= Junior Achievement of South Florida =

Junior Achievement (JA) was founded in 1919 by Theodore Vail, president of American Telephone & Telegraph; Horace Moses, president of Strathmore Paper Co. and Senator Murray Crane of Massachusetts. Its first program, The Company Program, was offered to high school students on an after-school basis. In 1975, the organization entered the classroom with the introduction of Project Business for the middle grades. Since then, Junior Achievement has gradually expanded its activities and broadened its scope to encompass an ever-widening student population.

Junior Achievement of South Florida was founded locally in 1959 by the Fort Lauderdale Rotary Club and served just 373 high school students during its first year. Programs now span grades K-12, with age appropriate curricula designed to teach elementary students about their roles as individuals, workers, and consumers and to prepare middle grade and high school students for key economic and workforce issues they will face. Junior Achievement programs reached 44,000 Broward and South Palm Beach County students during the 2009-2010 school year.

==Programs==

Junior Achievement of South Florida offers age-appropriate curricula to ensure that students understand their roles as future members of the business community. The programs are divided into three categories: elementary, middle school and high school.

===Elementary===

The elementary school programs include six sequential themes for kindergarten through fifth-grade students and one capstone experience. Students learn the basic concepts of business and economics and how education is relevant to the workplace. The activities build on studies from each preceding grade and prepare students for secondary school and continued learning. Fifth graders can have the opportunity to work at JA BizTown, a facility on the Broward College campus.

===Middle school===

The middle school programs emphasize the value of workforce readiness, entrepreneurship, and financial literacy. Students are also introduced to many economic concepts and facts about the working world.

The programs at this level expand upon the concepts that were learned in elementary school and help teens make good decisions about their futures.
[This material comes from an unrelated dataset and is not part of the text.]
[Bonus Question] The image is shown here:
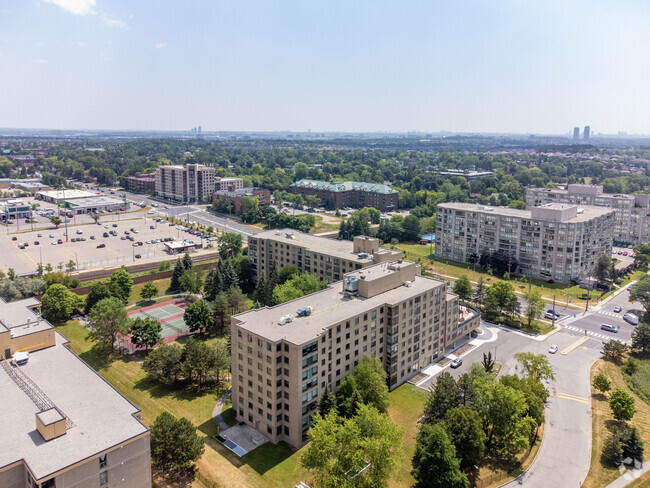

Junior Achievement's lessons are meant to supplement standard social studies curricula and develop communication skills. 8th graders have the opportunity to work beyond JA BizTown to JA Finance Park, also on the Broward College campus.

===High school===

The high school programs teach students about concepts relating to entrepreneurship, financial literacy, and work readiness. Students are encouraged to make informed decisions about their future, and foster skills that might be useful in the business world. Volunteers aid in these goals by bringing real-life business experience into the classroom, to reinforce the lessons that are taught.

==JA World Huizenga Center at Broward College==

Since its inception, Junior Achievement has been committed to "experiential learning." Taking it to the next level, Junior Achievement of South Florida created the JA World Huizenga center at Broward College that houses two new programs: JA BizTown and JA Finance Park. This dramatic shift forward will significantly transform how every local student is taught to view the world of work, free enterprise and their possibilities for success in it. Through the experiential learning derived from both BizTown and Finance Park, students achieve advanced levels of engagement, reflection, and personal responsibility.

===JA BizTown===

JA BizTown is a miniature city that allows fifth-graders the opportunity to assume roles as proprietors, civic leaders, and consumers. It greatly increases students’ knowledge of the free enterprise system as they learn how to fulfill the goals of satisfying customers, paying-off business loans, and realizing a profit at the conclusion of the business day.

===JA Finance Park===

JA Finance Park expands upon the lessons learned in JA BizTown by giving students an identity to manage that includes marital status, number of children, annual income, education attained, and job type. Students take these characteristics into consideration as they prepare budgets that take into 	consideration housing, food, furniture, insurance, education, automobiles, investments, and more. Providing a real life experience of managing an income and learning to live within your means offers a strong and important lesson on the value of staying in school to maximize earning potential.